Le 93, c’est sa maison depuis toujours. Aurélie Cardin a grandi à Aubervilliers où elle vit encore. Après avoir étudié à l’Université Paris 13 Villetaneuse, elle y enseigne aujourd’hui l’histoire du cinéma. « À Aubervilliers et dans le 93, il y a toute ma famille et tous les gens que j’aime », confie Aurélie. C’est par le biais du basket, quand je jouais en Nationale 2, que j’ai pris conscience de mon appartenance au département. J’étais fière de le représenter quand on faisait des déplacements ».

 

« J’ai vécu les émeutes en banlieue de manière très à fleur de peau »

En 2005, quand les banlieues des grandes villes s’embrasent, c’est l’incompréhension.
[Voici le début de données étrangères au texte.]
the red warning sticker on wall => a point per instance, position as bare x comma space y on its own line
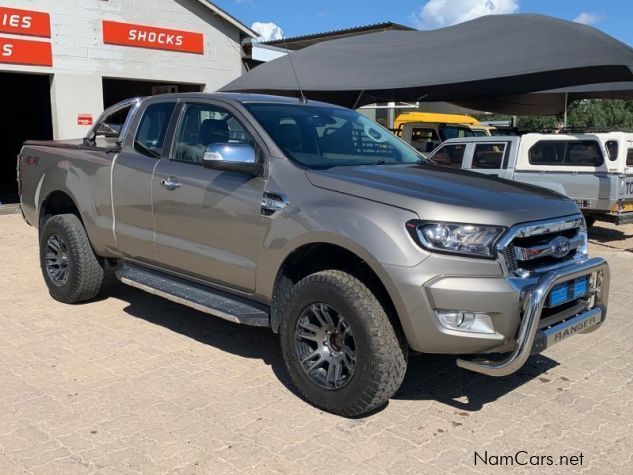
84, 119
Aux yeux du monde, le département qu’elle aime ne rime plus qu’avec violence et voitures en flammes. « J’ai vécu les émeutes en banlieue de manière très à fleur de peau, j’assistais un peu impuissante à tout ce qui se passait et je trouvais que cela ne reflétait pas ce que j’avais vécu, ce que je vivais, se souvient-elle. Quand j’allumais la télé, j’avais l’impression qu’on nous montrait de la violence comme si elle n’avait pas d’histoire : « dans le 93 ils sont comme ça, ils brûlent » alors que c’était une façon de figer la population, de nous figer et ça effaçait tout ce que les gens faisaient de bien ».
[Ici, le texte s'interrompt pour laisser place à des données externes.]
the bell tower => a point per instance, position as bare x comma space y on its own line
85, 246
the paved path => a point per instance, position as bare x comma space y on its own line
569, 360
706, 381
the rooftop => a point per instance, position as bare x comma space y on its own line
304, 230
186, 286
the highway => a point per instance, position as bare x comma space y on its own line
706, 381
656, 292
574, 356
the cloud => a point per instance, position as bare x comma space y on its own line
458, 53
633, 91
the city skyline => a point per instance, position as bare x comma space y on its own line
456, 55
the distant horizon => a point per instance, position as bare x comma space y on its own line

À cette époque, Aurélie prépare sa thèse sur la représentation de la banlieue au cinéma et regarde tous les films tournés en banlieue nord de 1945 à nos jours. « Dans les années 60 et 70, l’image de la banlieue était différente, positive, il y avait du travail, des logements neufs, l’espoir était là, c’était un laboratoire de progrès. J’ai réalisé que c’était encore le cas, mais que le discours était devenu négatif. Ici, il y a des parcours solaires et plein d’espoirs, et il n’y a pas mieux que des cinéastes pour les raconter ».

 

« Olivier Babinet, a su déceler chez les collégiens cette beauté que d’autres ne veulent pas voir ou ne voient pas »

C’est la naissance de Cinébanlieue. Un festival de cinéma pour offrir un autre regard sur la banlieue, pour lutter contre les stéréotypes et arrêter d’enfermer ses habitants dans des cases. Depuis, Cinébanlieue, parrainé encore cette année par Reda Kateb, a acquis une vraie notoriété et attire des spectateurs de toute la France. « Cette année, on va ouvrir avec Swagger, tourné dans un collège d’Aulnay-sous-Bois. Son réalisateur, Olivier Babinet, a su déceler chez les collégiens cette beauté que d’autres ne veulent pas voir ou ne voient pas », explique Aurélie. À force de diffuser des discours anxiogènes, les gens se font une représentation complètement délirante de la banlieue. Or ici ça bouge, la jeunesse est vivante, créative, dynamique et mérite d’être entendue ». À 38 ans, Aurélie est plus que jamais fière d’appartenir à ce territoire qui a vraiment la « Swag attitude »* !

Juliette Tissot

* Le festival Cinébanlieue, sous le signe de la « Swag attitude », aura lieu du 9 au 18 novembre 2016 au cinéma l’Écran à Saint-Denis, au cinéma le Studio à Aubervilliers, au Comedy Club Paris 10e et à l’UGC Ciné Cité Paris 19e.